Deadly virus found in BC’s wild sockeye, same strain as found in European salmon farming industry
For Immediate Release
October 17, 2011
VANCOUVER – Salmon conservationists are calling for the removal of farmed salmon from open net-cages in British Columbia in the wake of findings announced today by a Simon Fraser University researcher of Infectious Salmon Anaemia (ISA) in wild juvenile sockeye salmon in British Columbia’s central coast. The ISA virus, which has never been identified in the North Pacific, caused catastrophic salmon population crashes most recently in Chile and poses an especially insidious new threat to wild salmon in BC. Research indicates the most plausible source of this virus is the salmon farming industry. This grim news comes on the heels of reams of evidence presented at the Federal Inquiry into the Decline of Fraser Sockeye that definitively show farmed salmon pose major disease risks to wild salmon.

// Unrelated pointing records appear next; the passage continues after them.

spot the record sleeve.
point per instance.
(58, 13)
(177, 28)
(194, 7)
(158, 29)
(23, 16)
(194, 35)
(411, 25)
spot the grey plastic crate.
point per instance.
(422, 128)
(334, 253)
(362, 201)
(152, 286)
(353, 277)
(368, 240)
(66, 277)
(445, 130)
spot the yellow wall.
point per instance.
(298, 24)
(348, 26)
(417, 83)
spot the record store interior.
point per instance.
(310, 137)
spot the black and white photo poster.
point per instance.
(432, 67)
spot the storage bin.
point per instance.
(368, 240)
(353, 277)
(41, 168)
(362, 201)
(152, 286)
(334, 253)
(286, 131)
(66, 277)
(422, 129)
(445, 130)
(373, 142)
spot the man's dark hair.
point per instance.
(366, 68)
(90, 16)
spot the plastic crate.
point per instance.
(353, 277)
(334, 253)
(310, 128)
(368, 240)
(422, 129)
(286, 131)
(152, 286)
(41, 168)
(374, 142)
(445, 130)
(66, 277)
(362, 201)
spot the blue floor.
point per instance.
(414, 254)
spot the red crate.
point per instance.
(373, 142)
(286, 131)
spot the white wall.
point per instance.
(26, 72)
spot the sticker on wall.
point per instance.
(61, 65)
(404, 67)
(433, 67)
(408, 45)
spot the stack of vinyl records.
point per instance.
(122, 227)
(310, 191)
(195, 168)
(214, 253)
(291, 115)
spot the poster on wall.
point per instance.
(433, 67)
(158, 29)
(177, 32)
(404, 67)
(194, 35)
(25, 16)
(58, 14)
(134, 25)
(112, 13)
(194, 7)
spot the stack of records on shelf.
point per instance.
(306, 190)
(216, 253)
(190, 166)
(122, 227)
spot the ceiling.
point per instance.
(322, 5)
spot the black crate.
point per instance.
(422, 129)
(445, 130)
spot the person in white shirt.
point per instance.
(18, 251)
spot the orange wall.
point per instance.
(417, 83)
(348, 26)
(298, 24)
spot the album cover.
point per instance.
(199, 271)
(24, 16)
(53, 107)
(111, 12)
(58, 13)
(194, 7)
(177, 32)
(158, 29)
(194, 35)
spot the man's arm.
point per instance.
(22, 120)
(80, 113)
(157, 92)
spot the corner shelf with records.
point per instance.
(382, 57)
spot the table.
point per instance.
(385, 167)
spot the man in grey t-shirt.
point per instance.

The finding of ISA in BC also demonstrates the federal and provincial government’s inability to monitor and protect BC’s wild salmon from disease threats from the salmon farming industry. Recent testimony at the Inquiry from disease experts Dr. Gary Marty, Ministry of Agriculture and Lands and Dr. Stewart Johnson, Department of Fisheries and Oceans Canada (DFO) failed to confirm ISA in BC waters. Comprehensive fish health studies on out-migrating Fraser sockeye focusing on disease were only initiated by DFO in 2010, further highlighting deficiencies in regulatory oversight.
“This is a confirmation of heightened disease concerns raised at the Cohen sockeye Inquiry and a condemnation of patronizing government assurances that they are doing their best to protect wild salmon and the public interest,” said Dr. Craig Orr, Executive Director of Watershed Watch Salmon Society.
This new risk of ISA virus is an unprecedented threat to BC’s wild salmon and one of the most likely sources is via importations of live eggs or feed by the salmon farming industry.
“Net-cage salmon farming has threatened BC’s wild fish populations for too long, and this new threat emphasizes the dire need for the federal government to clear all farms from wild salmon migration routes immediately to prevent amplification and spread of this deadly virus, before it’s too late,” said Watershed Watch biologist, Stan Proboszcz.